The Rivalry: Yun, Shengnu, and Michengxian
I am chewing and thinking: “This tomato has better emotional balance than I do.” Meanwhile— Surrounding me are all these other fruits with their ridiculous, overachieving, drama-queen names:
- “Yun” tomatoes: Oh yes, “jade maiden”—we get it, you’re pretty.
- “Shengnu” tomatoes: “Holy maiden”? Are you a tomato or a nun?
- “Michengxian” tomatoes: Orange honey fragrance? Calm down. This is not a perfume ad.
- “Xiaom” tomatoes: Still fighting a commercial war, or back to being “little honey”?
- “Heish” tomatoes: “Black persimmon”? Identity crisis much?
- “Taotailan” tomatoes: Named after Momotaro. Does it defeat demons or just sit there looking pink?
And then the plums: Meili (Beauty), Meigu (Rose), and Taoji. All of them fade into background noise. Because I am still here. Still holding this dark, mysterious, slightly intimidating bag of Chocolate tomatoes, like it’s about to change my life again.
Surrender in the Market
I take another bite. And this time— I let go. I stop analyzing. I stop comparing. I stop being the banana who grew up thinking fruit had to look a certain way. I just eat. And the flavour expands. It feels bigger now. Fuller. The more I surrender, the more it gives. I am no longer eating it. It is happening to me. Juice runs down my fingers. Of course it does. Of course, I am now standing in a Taiwanese market, in my late 30s, slightly feral, dripping tomato juice like I’ve lost all sense of dignity.

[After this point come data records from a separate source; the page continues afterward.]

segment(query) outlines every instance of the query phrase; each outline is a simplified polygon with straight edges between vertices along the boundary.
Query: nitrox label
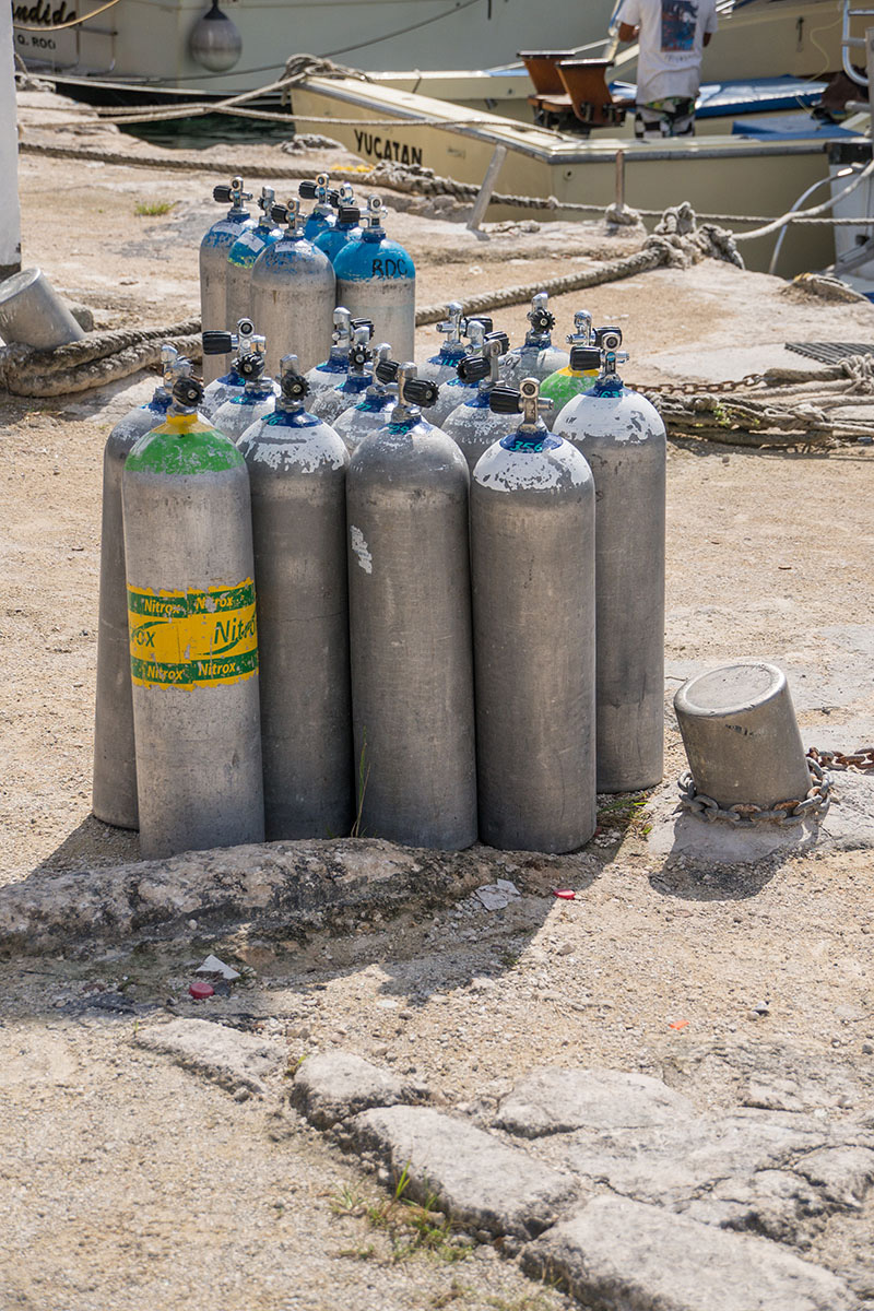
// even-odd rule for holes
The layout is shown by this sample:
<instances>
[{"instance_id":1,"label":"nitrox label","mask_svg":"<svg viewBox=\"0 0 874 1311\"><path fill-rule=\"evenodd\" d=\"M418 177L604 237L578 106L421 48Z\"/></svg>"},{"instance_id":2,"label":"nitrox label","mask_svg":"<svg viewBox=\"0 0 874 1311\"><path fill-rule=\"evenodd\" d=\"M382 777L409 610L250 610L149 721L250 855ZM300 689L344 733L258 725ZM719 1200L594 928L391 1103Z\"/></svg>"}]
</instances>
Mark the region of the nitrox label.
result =
<instances>
[{"instance_id":1,"label":"nitrox label","mask_svg":"<svg viewBox=\"0 0 874 1311\"><path fill-rule=\"evenodd\" d=\"M208 591L128 587L127 629L139 687L216 687L258 671L252 578Z\"/></svg>"}]
</instances>

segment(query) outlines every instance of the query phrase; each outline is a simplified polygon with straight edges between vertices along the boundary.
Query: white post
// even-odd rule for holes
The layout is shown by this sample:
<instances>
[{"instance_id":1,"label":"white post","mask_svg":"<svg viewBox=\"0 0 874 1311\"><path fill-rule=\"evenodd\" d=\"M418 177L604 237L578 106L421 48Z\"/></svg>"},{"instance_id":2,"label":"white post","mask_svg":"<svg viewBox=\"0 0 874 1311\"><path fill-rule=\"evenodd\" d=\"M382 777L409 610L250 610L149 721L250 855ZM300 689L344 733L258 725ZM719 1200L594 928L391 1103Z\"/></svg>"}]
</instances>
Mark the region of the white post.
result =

A vendor is probably watching me, judging me. And honestly? Fair. Because I am out here having a full-body spiritual experience with a bag of tomatoes while mocking other fruits for their names. I take the final bite. And I slow down again. Because endings matter. The skin breaks more easily now. The flesh yields more easily. The flavour is warmer and rounder as it has settled into me.